Victor Wood

He was a fighter, a crusader to whom Filipino singers today owe a debt of gratitude.

More than a string of hit songs, Victor Wood will be remembered for a crusade he fought with fellow singer Julius Obregon in the mid- 70s at the peak of his career.

Together, the two singers exposed and questioned an industry practice known as payola whereby radio announcers resorted to play-for-pay as they made their playlist.

In a Face book post, Julius reminisced how he and Victor fought for the rights of Filipino recording artists at the expense of their careers in the 70s.

He said: Without our “crusade,” there is literally no OPM music, KBP, and PARI today.

The expose created a dent in Victor’s career, although by then, he had scored a number of hit songs, among them, Eternally, Mr. Lonely, Carmelita, etc.

Some of his vernacular hits were Kay Lupit Mo, Pag-ibig, Bintana ng Puso, Inday ng Buhay Ko.


It’s interesting how Victor Wood happened to be a part of what was to become a major industry scandal that impacted later on the growth of Original Pilipino Music.

Norma Japitana, veteran entertainment writer and publicist, wrote in her book, The Superstars of Pop, that fast events affected Victor after his participation in the payola expose.

She calls it The Fall.

Norma recalls that at that time, Victor was the king of them all.

He was the big wheel in Vicor, where Norma was publicity director, when he decided to transfer to Zodiac Music, which offered more money.

While with Zodiac, Victor was asked by his old friend, Oskar Salazar, to join the campaign against payola in radio. The big star that he was, Victor ended up at the forefront of the advocacy.

Norma wrote: ‘’The move was quite ironical to insiders, who felt that Victor himself, his popularity and the success of his records, were actually pushed by skillful manipulation through payola. The fact that Victor was now with a small recording company with no ‘’airlane property’’ got people to suspect his motives, which were good but unrealistic.’’

Following the expose, Victor’s career slid on a downhill. Radio stations refused to play his songs.

The singer-actor, an American mestizo, then flew to the United States where he took on odd jobs not related to music.


Despite the payola expose, it was difficult, however, to ignore Victor’s singing talent and his ability to create hit songs. He was, after all, already the Jukebox King.
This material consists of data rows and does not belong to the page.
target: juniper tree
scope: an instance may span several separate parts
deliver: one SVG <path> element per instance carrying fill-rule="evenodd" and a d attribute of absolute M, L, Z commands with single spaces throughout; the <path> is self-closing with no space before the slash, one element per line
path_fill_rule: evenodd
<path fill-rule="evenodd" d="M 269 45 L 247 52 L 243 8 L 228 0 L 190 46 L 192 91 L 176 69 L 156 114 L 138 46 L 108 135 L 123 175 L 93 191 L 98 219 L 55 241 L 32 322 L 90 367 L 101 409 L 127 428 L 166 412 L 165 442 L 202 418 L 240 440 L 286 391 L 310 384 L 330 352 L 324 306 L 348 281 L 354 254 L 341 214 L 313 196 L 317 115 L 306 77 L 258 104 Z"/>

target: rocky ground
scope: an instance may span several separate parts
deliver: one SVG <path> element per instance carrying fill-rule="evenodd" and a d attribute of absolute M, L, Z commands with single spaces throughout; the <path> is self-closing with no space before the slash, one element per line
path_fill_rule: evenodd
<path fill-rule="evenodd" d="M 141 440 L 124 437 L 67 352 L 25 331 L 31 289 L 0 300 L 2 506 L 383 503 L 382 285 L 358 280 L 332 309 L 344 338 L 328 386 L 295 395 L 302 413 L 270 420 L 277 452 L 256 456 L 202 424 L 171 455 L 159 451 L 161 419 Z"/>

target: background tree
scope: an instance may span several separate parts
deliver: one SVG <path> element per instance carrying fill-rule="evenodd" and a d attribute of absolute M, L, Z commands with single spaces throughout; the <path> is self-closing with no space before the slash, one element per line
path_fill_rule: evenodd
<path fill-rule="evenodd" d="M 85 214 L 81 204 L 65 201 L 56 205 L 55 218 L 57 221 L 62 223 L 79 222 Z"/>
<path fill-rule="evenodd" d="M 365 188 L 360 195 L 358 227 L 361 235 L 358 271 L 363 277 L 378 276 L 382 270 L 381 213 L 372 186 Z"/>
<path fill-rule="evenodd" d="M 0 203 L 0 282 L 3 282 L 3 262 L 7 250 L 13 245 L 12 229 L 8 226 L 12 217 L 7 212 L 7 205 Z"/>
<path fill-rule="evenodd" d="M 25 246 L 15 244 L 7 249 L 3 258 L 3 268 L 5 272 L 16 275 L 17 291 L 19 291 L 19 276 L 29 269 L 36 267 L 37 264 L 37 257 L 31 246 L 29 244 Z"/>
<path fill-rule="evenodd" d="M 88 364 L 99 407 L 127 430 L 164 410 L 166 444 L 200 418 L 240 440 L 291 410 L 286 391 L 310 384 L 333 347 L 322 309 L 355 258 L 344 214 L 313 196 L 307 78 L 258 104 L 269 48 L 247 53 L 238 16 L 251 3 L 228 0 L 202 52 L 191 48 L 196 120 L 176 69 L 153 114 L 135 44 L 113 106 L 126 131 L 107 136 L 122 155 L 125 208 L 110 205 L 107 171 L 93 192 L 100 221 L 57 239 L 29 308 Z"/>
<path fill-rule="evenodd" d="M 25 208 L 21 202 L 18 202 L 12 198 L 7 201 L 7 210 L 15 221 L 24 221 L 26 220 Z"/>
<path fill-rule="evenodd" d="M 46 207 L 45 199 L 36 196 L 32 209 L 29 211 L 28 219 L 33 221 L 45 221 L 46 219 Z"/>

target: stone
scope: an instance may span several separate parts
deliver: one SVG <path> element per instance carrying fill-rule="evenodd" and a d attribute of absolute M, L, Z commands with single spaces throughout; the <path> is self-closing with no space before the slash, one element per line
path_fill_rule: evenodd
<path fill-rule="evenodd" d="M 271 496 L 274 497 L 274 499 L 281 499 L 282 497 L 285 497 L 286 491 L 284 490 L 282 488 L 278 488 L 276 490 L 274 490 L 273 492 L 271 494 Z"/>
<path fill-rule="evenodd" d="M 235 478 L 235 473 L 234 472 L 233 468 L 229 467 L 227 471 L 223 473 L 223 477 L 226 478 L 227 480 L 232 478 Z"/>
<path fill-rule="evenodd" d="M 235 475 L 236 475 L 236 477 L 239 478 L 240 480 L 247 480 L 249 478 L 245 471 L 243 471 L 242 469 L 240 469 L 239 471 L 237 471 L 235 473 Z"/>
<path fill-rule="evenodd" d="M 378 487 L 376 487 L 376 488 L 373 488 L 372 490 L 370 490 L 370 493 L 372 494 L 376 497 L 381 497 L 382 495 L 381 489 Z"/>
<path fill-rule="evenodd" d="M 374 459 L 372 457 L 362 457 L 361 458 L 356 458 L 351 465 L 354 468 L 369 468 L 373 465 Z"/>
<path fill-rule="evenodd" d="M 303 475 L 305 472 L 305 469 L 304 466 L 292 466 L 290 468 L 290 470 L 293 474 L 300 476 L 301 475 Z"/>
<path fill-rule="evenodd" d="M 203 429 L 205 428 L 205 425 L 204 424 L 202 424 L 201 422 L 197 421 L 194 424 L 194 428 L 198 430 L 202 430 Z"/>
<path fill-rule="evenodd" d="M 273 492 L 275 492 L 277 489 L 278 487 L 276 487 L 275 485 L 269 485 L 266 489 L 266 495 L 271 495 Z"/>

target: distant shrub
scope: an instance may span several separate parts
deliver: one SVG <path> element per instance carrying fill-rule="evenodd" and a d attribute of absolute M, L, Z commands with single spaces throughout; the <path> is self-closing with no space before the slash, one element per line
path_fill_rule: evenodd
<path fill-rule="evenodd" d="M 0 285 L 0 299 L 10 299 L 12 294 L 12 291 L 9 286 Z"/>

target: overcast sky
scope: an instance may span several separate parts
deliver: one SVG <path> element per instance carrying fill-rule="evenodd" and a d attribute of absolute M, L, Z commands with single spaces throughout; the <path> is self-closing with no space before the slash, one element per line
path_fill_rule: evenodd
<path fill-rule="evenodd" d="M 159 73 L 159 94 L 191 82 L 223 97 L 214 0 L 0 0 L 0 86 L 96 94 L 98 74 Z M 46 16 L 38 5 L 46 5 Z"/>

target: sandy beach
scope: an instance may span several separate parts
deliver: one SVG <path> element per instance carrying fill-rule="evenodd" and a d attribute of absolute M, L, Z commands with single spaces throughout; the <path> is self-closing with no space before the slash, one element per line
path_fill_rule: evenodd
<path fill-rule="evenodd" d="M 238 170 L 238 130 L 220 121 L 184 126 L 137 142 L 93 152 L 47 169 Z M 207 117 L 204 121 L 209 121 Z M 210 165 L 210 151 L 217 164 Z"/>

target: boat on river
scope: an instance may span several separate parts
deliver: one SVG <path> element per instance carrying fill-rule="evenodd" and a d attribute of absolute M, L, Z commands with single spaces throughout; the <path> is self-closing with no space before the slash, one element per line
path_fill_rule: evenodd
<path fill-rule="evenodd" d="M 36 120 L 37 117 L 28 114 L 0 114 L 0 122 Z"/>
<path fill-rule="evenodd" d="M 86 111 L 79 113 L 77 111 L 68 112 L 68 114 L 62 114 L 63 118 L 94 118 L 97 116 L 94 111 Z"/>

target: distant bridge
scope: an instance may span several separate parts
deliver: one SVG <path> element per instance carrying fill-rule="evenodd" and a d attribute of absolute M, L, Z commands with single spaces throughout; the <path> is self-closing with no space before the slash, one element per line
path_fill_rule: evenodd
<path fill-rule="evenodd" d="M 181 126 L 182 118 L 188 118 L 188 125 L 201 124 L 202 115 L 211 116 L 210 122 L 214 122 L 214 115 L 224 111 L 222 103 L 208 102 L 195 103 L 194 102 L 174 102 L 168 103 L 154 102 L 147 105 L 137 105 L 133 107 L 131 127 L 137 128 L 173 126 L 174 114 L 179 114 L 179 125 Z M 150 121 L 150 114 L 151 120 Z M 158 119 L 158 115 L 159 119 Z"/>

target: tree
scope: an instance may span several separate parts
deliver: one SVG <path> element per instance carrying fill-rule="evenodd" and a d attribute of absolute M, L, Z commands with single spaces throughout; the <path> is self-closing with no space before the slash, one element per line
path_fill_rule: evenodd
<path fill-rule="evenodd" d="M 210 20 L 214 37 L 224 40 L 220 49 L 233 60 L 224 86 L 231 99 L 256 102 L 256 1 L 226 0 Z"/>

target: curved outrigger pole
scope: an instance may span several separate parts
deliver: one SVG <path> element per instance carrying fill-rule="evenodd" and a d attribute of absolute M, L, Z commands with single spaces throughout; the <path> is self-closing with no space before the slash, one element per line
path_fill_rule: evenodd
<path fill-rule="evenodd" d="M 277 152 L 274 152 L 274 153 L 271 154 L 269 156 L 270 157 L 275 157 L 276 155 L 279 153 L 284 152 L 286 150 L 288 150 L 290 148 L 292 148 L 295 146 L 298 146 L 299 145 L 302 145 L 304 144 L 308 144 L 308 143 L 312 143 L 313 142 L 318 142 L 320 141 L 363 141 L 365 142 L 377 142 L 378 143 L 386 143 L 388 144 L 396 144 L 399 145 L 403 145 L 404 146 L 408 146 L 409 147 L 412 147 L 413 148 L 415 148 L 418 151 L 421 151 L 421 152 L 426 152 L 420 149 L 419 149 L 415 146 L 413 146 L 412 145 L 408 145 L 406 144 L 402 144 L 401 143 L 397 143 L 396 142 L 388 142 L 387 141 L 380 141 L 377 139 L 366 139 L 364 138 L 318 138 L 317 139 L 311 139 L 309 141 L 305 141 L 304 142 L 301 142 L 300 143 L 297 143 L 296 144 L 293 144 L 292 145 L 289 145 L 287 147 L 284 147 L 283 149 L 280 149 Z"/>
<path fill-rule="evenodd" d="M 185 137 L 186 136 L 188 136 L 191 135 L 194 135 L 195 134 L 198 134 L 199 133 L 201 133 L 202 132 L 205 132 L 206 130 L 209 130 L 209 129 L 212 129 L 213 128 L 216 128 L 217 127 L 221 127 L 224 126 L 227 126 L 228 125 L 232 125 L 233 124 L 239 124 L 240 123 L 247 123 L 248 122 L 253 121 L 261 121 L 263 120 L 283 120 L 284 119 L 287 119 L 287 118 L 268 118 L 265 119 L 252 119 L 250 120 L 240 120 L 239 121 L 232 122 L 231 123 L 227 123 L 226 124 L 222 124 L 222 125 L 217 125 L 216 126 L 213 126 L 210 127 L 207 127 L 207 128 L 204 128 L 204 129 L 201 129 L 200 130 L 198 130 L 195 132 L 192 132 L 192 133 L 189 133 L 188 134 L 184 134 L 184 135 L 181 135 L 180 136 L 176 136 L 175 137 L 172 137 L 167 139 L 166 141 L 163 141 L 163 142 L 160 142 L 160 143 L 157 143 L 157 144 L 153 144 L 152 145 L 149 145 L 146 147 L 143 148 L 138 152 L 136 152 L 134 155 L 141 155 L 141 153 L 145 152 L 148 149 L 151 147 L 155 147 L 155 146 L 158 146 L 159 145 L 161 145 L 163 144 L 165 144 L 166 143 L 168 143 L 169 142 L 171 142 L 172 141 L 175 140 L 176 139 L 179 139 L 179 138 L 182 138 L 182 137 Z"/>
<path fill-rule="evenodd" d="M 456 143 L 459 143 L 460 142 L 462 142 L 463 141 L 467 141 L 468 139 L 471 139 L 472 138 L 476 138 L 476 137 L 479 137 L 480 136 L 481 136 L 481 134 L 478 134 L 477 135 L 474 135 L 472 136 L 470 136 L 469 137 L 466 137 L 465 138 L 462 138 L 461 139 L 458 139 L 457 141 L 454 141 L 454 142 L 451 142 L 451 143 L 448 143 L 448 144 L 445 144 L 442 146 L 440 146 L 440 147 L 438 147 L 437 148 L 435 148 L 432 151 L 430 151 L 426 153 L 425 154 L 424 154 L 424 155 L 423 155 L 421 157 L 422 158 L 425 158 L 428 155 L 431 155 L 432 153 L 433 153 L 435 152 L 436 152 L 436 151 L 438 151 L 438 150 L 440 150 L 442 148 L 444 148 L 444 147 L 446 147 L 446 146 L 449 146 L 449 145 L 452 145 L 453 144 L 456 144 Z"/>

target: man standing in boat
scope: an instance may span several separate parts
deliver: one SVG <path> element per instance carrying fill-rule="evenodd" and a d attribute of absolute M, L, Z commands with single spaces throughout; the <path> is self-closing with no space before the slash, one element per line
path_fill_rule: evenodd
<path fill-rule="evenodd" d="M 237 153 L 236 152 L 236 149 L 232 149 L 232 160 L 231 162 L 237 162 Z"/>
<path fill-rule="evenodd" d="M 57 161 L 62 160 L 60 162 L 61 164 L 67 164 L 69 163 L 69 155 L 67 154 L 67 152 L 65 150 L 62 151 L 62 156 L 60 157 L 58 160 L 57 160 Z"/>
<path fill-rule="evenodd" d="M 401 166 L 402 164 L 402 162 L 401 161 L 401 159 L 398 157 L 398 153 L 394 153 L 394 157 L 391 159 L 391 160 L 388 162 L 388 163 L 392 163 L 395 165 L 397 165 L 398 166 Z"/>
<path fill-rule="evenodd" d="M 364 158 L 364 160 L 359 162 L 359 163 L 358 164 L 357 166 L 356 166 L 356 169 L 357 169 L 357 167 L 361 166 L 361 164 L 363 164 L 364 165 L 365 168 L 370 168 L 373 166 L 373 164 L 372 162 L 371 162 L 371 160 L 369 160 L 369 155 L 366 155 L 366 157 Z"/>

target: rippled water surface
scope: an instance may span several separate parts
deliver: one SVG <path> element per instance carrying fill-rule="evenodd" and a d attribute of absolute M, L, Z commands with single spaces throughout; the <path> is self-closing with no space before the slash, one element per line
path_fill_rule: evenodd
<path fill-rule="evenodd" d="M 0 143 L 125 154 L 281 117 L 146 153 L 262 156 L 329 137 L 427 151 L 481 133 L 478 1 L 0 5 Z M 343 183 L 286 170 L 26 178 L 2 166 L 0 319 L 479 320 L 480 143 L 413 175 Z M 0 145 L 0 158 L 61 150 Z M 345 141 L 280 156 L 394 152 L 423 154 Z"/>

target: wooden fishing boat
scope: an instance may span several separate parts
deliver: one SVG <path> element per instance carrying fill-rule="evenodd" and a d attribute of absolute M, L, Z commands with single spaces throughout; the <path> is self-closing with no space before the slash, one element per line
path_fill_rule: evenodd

He had millions of fans, who swore by his good looks and unique singing style. His voice would break (piyok) as he hit the high notes, though it sounded like it was all part of his act.

His producer, Vic del Rosario, was quoted as prompting Victor to break his voice more often to create more hit songs.

Victor Wood, who passed April 23 at 74, scored his first hit, “I’m Sorry, My Love,” in 1970.

More hits followed: A Tear Fell, Teenage Senorita, One More Chance, Sonata of Love.

Victor started as a bit player in movies. Around 1968, he acted in a few films at Sampaguita Pictures, which signed him to a contract.

He left behind an unfinished biopic.

“Jukebox King: The Life Story of Victor Wood” stars Martin Escudero, produced by EBC Films, directed by Carlo Cuevas.

Nevertheless, his music lives on to this day and perhaps, Eternally, as one of his hit songs puts it.